Serverless UDFs

How It Works

TileDB allows you to run Python lambda-like user-defined functions (UDFs) applied on array slices on TileDB Cloud. More specifically, you write the code on your laptop using the TileDB Cloud client (see Installation), your function gets shipped and gets executed on stateless TileDB Cloud workers, and you get charged only for the time it took to run the function and the amount of data that got returned to your laptop (see Pricing for more details). You do not need to worry about launching or managing any computational resources. You can also run UDFs on any array you have access to.

TileDB Cloud runs your UDF in a separate container than the one that performs the slicing from S3 using AWS keys, and the two containers communicate only via REST. Therefore, there is no way for the UDF to compromise security in TileDB Cloud.

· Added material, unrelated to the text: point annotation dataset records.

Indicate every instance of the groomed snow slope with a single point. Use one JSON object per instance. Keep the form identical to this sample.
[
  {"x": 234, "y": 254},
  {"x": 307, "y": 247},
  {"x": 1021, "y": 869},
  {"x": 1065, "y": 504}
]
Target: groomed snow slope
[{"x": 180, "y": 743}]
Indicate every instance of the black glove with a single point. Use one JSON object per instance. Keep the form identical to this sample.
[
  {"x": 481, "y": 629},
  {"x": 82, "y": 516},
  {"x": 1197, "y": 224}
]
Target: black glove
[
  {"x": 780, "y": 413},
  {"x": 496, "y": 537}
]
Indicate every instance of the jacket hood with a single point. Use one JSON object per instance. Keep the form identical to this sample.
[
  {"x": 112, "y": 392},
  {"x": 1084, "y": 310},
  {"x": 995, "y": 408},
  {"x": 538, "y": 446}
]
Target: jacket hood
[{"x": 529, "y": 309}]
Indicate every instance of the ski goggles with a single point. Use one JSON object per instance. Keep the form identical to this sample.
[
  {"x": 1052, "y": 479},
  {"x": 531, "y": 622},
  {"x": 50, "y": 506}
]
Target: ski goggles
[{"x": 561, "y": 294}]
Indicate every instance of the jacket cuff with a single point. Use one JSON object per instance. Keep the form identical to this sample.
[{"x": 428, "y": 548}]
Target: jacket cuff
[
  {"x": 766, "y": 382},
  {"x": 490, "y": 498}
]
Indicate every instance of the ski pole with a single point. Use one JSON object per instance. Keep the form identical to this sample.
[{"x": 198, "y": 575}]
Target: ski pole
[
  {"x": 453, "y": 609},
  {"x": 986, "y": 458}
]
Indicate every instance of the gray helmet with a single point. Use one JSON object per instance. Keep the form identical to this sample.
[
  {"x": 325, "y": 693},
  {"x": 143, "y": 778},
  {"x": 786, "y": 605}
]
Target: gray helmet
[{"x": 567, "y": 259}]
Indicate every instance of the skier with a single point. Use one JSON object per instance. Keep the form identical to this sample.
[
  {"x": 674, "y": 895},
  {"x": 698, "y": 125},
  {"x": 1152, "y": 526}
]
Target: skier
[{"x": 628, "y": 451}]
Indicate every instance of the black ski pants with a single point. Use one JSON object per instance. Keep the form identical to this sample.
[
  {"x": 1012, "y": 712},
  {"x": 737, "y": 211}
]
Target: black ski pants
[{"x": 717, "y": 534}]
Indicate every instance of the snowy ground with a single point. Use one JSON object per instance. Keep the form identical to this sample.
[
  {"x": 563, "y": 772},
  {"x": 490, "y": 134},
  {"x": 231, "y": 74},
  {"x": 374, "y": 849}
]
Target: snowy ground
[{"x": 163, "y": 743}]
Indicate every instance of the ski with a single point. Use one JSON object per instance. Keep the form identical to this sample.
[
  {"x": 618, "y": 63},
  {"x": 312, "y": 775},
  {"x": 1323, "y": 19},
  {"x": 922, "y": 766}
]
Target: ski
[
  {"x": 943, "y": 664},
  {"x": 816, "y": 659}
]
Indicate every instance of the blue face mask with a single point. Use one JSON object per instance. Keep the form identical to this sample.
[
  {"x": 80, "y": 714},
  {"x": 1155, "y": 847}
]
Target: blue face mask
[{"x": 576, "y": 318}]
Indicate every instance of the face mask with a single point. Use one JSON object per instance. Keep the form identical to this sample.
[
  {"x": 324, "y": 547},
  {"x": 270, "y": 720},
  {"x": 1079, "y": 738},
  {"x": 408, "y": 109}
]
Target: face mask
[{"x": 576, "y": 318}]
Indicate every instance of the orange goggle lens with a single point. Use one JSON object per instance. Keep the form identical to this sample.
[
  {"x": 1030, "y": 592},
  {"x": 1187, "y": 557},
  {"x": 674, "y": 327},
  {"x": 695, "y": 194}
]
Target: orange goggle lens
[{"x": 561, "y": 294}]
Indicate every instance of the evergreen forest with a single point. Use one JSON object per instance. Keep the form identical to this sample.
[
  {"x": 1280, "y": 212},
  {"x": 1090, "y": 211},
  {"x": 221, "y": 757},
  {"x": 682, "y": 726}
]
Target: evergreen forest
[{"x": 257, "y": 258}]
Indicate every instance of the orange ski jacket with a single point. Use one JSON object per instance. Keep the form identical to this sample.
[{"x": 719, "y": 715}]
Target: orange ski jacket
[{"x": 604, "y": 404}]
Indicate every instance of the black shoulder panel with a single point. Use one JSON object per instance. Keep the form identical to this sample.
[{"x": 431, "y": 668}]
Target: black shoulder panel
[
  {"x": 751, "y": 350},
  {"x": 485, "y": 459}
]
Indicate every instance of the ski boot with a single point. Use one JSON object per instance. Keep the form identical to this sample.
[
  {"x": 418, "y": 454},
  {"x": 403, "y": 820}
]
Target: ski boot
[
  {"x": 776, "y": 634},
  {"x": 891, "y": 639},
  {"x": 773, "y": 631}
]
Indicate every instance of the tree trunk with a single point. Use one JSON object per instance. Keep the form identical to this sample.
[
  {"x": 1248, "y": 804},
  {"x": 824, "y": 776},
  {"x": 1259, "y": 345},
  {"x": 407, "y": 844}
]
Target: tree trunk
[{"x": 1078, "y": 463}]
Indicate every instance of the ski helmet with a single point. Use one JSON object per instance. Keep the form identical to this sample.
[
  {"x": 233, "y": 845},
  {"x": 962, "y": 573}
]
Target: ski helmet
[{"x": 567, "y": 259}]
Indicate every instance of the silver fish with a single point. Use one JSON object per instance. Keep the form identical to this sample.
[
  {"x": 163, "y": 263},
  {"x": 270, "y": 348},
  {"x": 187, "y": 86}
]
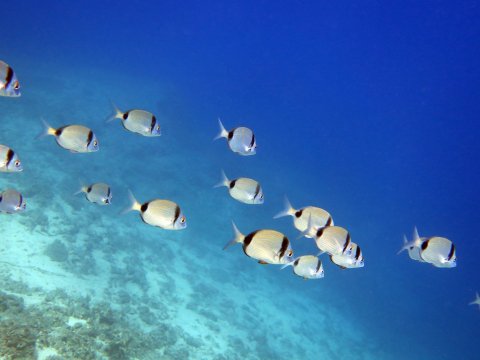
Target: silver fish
[
  {"x": 9, "y": 84},
  {"x": 334, "y": 240},
  {"x": 476, "y": 301},
  {"x": 245, "y": 190},
  {"x": 439, "y": 251},
  {"x": 355, "y": 260},
  {"x": 161, "y": 213},
  {"x": 307, "y": 267},
  {"x": 98, "y": 193},
  {"x": 241, "y": 140},
  {"x": 9, "y": 161},
  {"x": 11, "y": 201},
  {"x": 266, "y": 246},
  {"x": 76, "y": 138},
  {"x": 319, "y": 217},
  {"x": 138, "y": 121}
]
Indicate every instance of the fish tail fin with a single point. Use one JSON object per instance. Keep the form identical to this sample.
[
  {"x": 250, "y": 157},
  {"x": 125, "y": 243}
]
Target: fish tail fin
[
  {"x": 224, "y": 181},
  {"x": 237, "y": 239},
  {"x": 405, "y": 246},
  {"x": 82, "y": 188},
  {"x": 223, "y": 132},
  {"x": 310, "y": 230},
  {"x": 288, "y": 210},
  {"x": 290, "y": 263},
  {"x": 47, "y": 130},
  {"x": 134, "y": 204},
  {"x": 117, "y": 113}
]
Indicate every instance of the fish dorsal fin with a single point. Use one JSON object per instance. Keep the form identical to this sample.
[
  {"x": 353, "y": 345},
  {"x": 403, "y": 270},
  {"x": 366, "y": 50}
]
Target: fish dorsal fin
[{"x": 415, "y": 234}]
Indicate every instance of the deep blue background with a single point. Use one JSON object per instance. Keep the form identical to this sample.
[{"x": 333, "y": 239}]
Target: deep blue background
[{"x": 369, "y": 109}]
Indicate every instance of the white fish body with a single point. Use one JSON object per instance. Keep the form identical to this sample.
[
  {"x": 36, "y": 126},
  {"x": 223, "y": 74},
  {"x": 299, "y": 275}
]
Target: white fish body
[
  {"x": 11, "y": 201},
  {"x": 138, "y": 121},
  {"x": 98, "y": 193},
  {"x": 245, "y": 190},
  {"x": 355, "y": 260},
  {"x": 319, "y": 218},
  {"x": 439, "y": 251},
  {"x": 307, "y": 267},
  {"x": 165, "y": 214},
  {"x": 266, "y": 246},
  {"x": 334, "y": 240},
  {"x": 9, "y": 161},
  {"x": 9, "y": 84},
  {"x": 76, "y": 138},
  {"x": 241, "y": 140}
]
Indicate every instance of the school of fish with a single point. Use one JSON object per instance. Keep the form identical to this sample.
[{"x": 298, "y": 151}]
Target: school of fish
[{"x": 267, "y": 246}]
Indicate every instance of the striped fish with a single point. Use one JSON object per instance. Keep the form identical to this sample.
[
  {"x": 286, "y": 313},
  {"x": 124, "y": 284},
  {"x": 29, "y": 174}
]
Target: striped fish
[
  {"x": 319, "y": 218},
  {"x": 355, "y": 260},
  {"x": 161, "y": 213},
  {"x": 9, "y": 161},
  {"x": 138, "y": 121},
  {"x": 334, "y": 240},
  {"x": 266, "y": 246},
  {"x": 241, "y": 140},
  {"x": 245, "y": 190},
  {"x": 11, "y": 201},
  {"x": 307, "y": 267},
  {"x": 76, "y": 138},
  {"x": 9, "y": 84},
  {"x": 439, "y": 251}
]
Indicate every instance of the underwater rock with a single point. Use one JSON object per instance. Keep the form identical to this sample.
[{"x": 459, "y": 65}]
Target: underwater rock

Running UDFs is particularly useful if you want to perform reductions (such as a sum or an average), since the amount of data returned is very small regardless of how much data you process on TileDB Cloud.

TileDB Cloud currently supports only Python UDFs, but support for more languages will be added soon.

Each TileDB Cloud worker uses up to 2GB RAM for your function. Therefore, you must consider appropriately slicing your arrays such that each slice fits in 2GB of memory (see also Parallel Computing). In the future, TileDB Cloud will offer flexibility in choosing the types of resources to run the UDF on.

Usage

Below we show how to use Python UDFs on TileDB Cloud, with an example that computes the median on the values of attribute a of slice of a 2D dense array. You just need to write your function (median in this example) that takes as input an ordered numpy dictionary, i.e., in the form {"a" : <numpy-array>, "b" : <numpy-array>}, where the keys are attributes or dimensions of the array you are querying. The reason is that this function will be applied on an array slice; recall that the Python API of TileDB returns an ordered dictionary of numpy arrays on each attribute and dimension upon a read. Then you just use the apply function of the TileDB Cloud client, which takes as input your function, a slice, and optionally a list of attributes (default is all attributes). Note that only the selected attributes must appear in the ordered dictionary that you provide as input to your function.

Python
import tiledb, tiledb.cloud, numpy
def median(numpy_ordered_dictionary):
return numpy.median(numpy_ordered_dictionary["a"])
tiledb.cloud.login(username="my_username", password="my_password")
# or tiledb.cloud.login(token="my_token")
with tiledb.DenseArray("tiledb://TileDB-Inc/quickstart_dense", ctx=tiledb.cloud.Ctx()) as A:
res = A.apply(median, [(1,4), (1,4)], attrs = ["a"])
print(res)